The judge imposed the sentence after convicting her of abusing 52 of the horses, but he did not rule on the custody of the horses, leaving that decision to State Supreme Court Justice Joseph R. Glownia, who was handling the civil lawsuits filed in the case, according to the SPCA.
Barbara Carr, executive director of the SPCA, said she was satisfied with the settlement “because it speaks to the care of the horses, which is what everybody wants.”
“This settlement order is not very different from what we were hoping for days after the rescue took place,” she said in a statement.
“So many people have been involved with this case for so long. We need to be careful to maintain focus through this process,” she said.
“We need to be careful to not let angry feelings distract us from a resolution that keeps these animals safe. This isn’t our first attempt at a resolution. In four years, however, it’s the first one we felt protects the animals into the future.”
Carr questioned Marky for what she said was his failure to rule on the custody issue, and she praised Glownia for presiding over a settlement that protects the horses.
“In 21 years at the SPCA Serving Erie County, I have not seen a criminal judge fail to determine the disposition of animals in a case,” she said.
“Judge Marky, in the criminal case, chose to shift this responsibility onto Judge Glownia in the civil case, who has worked hard on this order for several months. He feels strongly that Ms. Hoskins must have custody of her horses to sell them, which is why he put together such a tight agreement.”
After the 73 horses were seized by the SPCA on March 18, 2010, 40 were eventually returned to Hoskins, leaving the SPCA with 33. But four of the horses died while in SPCA custody, leaving it with 29, and one of the 40 died while in Hoskins’ custody.
Under the settlement, the SPCA will return those 29 horses to Hoskins, leaving her with 68 horses.
She must sell 33 of the 68 horses by Oct. 30, with the first 16 to be sold or transferred by Aug. 30.
She can keep the 35 remaining horses through Oct. 16, 2016, the end of her probationary term, and beyond that date, “provided the horses are in a safe, sanitary location, and that their care meets guidelines based on the New York State Horse Council’s minimum standards of care,” according to the SPCA.
“Regular, ongoing inspections through the terms of the agreement will be made by a court-appointed inspector who, together with the court, will decide the number of employees Hoskins will be required to hire, and for a specified number of hours per week,” the SPCA said in a statement.

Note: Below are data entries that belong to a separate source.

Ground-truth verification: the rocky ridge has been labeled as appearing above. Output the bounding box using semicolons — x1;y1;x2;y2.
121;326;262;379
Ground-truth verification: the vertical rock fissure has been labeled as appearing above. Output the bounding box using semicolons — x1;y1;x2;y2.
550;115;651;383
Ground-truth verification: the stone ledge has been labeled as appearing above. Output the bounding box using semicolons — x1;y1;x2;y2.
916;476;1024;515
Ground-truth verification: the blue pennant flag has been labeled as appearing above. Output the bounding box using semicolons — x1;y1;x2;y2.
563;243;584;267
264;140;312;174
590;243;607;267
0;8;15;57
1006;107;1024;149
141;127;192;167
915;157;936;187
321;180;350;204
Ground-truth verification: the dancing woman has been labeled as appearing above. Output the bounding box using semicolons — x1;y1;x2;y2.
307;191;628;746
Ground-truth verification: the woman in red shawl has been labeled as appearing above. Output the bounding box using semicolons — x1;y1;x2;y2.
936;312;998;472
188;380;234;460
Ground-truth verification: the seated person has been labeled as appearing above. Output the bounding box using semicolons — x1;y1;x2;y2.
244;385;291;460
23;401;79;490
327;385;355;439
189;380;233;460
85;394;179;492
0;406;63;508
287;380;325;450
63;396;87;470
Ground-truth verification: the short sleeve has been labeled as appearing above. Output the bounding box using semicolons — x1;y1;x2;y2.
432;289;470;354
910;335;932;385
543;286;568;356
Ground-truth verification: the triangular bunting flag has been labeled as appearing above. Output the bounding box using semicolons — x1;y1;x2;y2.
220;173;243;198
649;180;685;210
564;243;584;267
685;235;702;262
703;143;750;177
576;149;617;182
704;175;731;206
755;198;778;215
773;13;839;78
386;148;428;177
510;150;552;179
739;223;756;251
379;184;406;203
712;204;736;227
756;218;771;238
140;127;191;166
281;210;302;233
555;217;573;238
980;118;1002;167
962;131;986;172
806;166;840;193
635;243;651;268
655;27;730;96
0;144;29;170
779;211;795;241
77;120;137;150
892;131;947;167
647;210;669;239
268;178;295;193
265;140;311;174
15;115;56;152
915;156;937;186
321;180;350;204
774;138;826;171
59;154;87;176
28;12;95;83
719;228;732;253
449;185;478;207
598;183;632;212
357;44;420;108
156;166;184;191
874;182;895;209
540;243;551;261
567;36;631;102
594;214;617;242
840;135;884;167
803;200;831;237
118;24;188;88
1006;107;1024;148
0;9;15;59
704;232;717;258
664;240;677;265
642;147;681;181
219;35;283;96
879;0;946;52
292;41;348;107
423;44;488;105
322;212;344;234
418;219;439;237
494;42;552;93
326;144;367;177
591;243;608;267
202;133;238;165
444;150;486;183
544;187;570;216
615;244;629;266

Carr said the SPCA spent $1.3 million on all aspects of Hoskins case, including legal costs and the cost of caring for the horses over the last four years.
She said the SPCA received monthly payments totaling $305,000 from a bond that Hoskins secured.
She added that Hoskins also has to pay the SPCA another $300,000 over a one-year period.
She said the SPCA is not out the remaining $700,000 in costs associated with the case. “It’s our job to take care of animals and it’s her job to pay some of the costs,” she said.
Gregory L. Davis, Hoskins’ attorney in the civil cases, could not be reached to comment.